Suppose we have a linear transformation $T: V \to W$ and $\{e_1, \dots, e_n\}$ a basis for $V$ and $\{f_1, \dots, f_m\}$ a basis for $W$. Then you calculate $T(e_1)$ and write it in the form $T(e_1) = \sum_{i=1}^m a_i f_i$. The coefficients $(a_1, \dots, a_m)$ come in the first column of the matrix. Similarly you calculate $T(e_2)$ to get the second column etc. The idea here is that a linear transformation is known completely if we know what the map does to a basis, so we put this information in a matrix.

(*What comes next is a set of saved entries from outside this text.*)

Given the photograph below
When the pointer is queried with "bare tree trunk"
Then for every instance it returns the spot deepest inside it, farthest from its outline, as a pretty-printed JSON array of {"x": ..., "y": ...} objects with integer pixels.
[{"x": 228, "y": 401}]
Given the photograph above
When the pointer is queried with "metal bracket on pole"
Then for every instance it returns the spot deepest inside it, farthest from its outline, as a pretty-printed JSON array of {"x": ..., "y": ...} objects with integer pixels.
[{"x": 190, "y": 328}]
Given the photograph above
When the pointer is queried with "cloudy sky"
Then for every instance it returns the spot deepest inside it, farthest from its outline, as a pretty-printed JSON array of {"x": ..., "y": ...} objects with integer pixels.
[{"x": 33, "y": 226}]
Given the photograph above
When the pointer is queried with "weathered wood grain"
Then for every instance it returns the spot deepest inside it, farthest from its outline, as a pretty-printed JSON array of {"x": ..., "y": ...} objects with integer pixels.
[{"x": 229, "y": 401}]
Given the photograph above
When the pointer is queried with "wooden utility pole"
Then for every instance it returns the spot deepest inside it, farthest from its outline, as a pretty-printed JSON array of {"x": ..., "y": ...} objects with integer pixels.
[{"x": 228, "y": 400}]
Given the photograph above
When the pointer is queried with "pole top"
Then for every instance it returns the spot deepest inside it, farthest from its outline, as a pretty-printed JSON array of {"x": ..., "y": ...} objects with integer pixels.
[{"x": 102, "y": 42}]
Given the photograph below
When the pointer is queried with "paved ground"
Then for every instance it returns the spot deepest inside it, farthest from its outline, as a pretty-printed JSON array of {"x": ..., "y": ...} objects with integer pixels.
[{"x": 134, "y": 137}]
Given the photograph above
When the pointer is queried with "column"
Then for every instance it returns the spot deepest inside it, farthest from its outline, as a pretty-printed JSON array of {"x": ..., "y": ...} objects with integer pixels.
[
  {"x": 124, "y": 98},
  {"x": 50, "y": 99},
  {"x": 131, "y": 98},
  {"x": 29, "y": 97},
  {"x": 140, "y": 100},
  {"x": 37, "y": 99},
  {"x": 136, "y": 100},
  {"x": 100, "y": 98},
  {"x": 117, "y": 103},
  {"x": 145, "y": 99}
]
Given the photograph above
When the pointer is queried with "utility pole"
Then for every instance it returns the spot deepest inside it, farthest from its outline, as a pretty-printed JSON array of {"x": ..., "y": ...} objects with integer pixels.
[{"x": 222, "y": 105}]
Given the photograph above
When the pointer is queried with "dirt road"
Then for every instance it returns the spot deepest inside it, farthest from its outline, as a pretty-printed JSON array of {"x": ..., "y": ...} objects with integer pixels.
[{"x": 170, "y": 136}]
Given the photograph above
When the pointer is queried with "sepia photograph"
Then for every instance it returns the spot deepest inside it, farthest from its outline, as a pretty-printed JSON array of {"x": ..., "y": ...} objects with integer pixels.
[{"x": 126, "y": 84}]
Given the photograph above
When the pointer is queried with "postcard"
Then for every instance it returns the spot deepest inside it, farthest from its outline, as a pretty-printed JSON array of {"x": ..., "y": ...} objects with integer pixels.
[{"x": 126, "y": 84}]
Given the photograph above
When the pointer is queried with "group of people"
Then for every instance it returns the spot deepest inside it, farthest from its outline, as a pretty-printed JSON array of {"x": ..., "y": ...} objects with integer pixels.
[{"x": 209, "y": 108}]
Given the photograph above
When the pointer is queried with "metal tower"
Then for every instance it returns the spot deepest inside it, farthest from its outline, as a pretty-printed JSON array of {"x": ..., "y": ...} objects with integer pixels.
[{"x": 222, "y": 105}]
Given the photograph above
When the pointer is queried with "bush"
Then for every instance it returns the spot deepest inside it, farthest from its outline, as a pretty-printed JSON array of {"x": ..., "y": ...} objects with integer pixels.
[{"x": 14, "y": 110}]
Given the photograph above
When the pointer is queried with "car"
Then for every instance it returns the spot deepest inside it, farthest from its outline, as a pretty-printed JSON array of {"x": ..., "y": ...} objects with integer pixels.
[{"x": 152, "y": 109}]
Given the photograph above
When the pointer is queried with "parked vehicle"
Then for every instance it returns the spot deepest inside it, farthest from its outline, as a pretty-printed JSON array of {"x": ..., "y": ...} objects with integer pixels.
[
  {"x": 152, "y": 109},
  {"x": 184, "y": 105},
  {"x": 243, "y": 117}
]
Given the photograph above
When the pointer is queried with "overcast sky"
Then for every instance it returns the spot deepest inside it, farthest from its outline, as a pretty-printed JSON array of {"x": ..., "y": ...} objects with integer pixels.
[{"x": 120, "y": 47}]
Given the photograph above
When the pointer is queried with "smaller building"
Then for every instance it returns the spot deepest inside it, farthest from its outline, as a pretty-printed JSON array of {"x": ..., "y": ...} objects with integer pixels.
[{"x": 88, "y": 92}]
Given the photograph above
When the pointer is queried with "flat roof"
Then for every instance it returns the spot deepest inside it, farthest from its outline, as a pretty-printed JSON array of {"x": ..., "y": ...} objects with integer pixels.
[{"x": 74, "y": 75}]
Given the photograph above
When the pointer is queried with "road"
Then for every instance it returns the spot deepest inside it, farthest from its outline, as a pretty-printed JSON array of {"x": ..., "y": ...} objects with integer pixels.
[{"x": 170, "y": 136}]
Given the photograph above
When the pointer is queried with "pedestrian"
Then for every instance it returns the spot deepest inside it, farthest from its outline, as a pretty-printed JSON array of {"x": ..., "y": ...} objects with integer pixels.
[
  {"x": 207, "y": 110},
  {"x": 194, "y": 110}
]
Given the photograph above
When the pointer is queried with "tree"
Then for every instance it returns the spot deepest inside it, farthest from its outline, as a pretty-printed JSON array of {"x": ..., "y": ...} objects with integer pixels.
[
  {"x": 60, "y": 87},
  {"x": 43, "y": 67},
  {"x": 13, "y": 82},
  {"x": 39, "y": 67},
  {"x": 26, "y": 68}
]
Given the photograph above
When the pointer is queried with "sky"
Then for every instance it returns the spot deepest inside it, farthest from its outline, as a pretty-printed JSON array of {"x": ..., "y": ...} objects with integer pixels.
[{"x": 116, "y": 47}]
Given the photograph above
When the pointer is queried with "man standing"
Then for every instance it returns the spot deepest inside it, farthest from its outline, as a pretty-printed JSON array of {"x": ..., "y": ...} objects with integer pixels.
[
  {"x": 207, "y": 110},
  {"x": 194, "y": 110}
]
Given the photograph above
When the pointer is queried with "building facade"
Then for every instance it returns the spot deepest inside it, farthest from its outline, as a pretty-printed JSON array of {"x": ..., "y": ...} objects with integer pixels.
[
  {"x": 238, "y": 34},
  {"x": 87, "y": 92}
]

In your case $V = W = \mathbb{R}^2$ and the basis for both $V$ and $W$ is $\{(1,0), (0,1)\}$. So, you calculate $T(1,0)$. What coefficients do you get when you write this as a linear combination of $(1,0)$ and $(0,1)$? These will go in the first column.

 

[Lauren1234]

Do you know how to associate a matrix to a linear transformation, relative to some fixed bases?

Suppose we have a linear transformation $T: V \to W$ and $\{e_1, \dots, e_n\}$ a basis for $V$ and $\{f_1, \dots, f_m\}$ a basis for $W$. Then you calculate $T(e_1)$ and write it in the form $T(e_1) = \sum_{i=1}^m a_i f_i$. The coefficients $(a_1, \dots, a_m)$ come in the first column of the matrix. Similarly you calculate $T(e_2)$ to get the second column etc. The idea here is that a linear transformation is known completely if we know what the map does to a basis, so we put this information in a matrix.

In your case $V = W = \mathbb{R}^2$ and the basis for both $V$ and $W$ is $\{(1,0), (0,1)\}$. So, you calculate $T(1,0)$. What coefficients do you get when you write this as a linear combination of $(1,0)$ and $(0,1)$? These will go in the first column.

this is what I’ve done so far. Do I but them together and show they’re the same? And that means they’re a linear transformation.

 

[member 587159]

I told you what to do: Calculate $T(1,0)$ where $T$ is the rotation in your exercise.

Next, write $T(1,0) = a (1,0) + b(0,1) = (a,b)$ with $a,b \in \mathbb{R}$. The coefficients $(a,b)$ will be the first column of your matrix.